En 1982, il réussit finalement à totaliser quatre saisons consécutives. «Il nous a fait venir en octobre, poursuit sa fille. Il pensait que ce serait facile. Mais il ne suffisait pas d’avoir le permis B. Il y avait toute une série d’autres conditions, parmi lesquelles celle d’avoir un logement adéquat avec au maximum deux enfants du même sexe par chambre. Or nous étions six frères et sœurs et mon père vivait dans un petit appartement. Déjà à l’époque, il était très difficile de trouver à Genève un logement assez grand pour une famille.»

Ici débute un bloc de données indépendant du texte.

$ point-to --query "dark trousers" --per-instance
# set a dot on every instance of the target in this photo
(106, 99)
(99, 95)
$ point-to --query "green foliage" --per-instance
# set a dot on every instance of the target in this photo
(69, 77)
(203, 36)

Du coup, Cristina et sa famille vivent plus d’un an dans la clandestinité. «Pour éviter les contrôles, nous devions sortir le matin et aller chez des amis. Nous devions nous faire remarquer le moins possible, jouer en silence. Je me souviens encore que mon père nous grondait si nous faisions le moindre bruit.» En novembre 1983, le père réussit finalement à trouver un appartement plus grand, mais pas encore suffisamment pour déclarer tous les membres de la famille. «L’un de mes frères n’a pu être régularisé que plus tard», explique-t-elle.

Cette période difficile n’a pas été sans laisser de traumatisme, relève Cristina Inacio Denti. Aujourd’hui âgée de 40 ans et institutrice, elle a précisément consacré son travail de diplôme universitaire au thème de l’immigration portugaise. «Par la suite, quand j’étais jeune, j’ai toujours cherché à me faire discrète, dans un certain sens, à me taire. De très nombreuses personnes ont vécu la même chose, ce qui montre à quel point nous avons intégré cette expérience. Aujourd’hui, quand j’observe les enfants de ma sœur, je me rends compte qu’ils commencent à se sentir comme faisant partie de la société suisse. Il nous a fallu trois générations», relève-t-elle.

Quand nous lui indiquons qu’il y a aujourd’hui des gens qui aimeraient réintroduire ce statut de saisonnier, cela lui donne la chair de poule. «Si les conditions étaient les mêmes, je pense que cela serait contraire aux droits de l’homme et aux droits de l’enfant, note-t-elle. Cela signifierait faire retourner certaines catégories de travailleurs dans une précarité terrible.»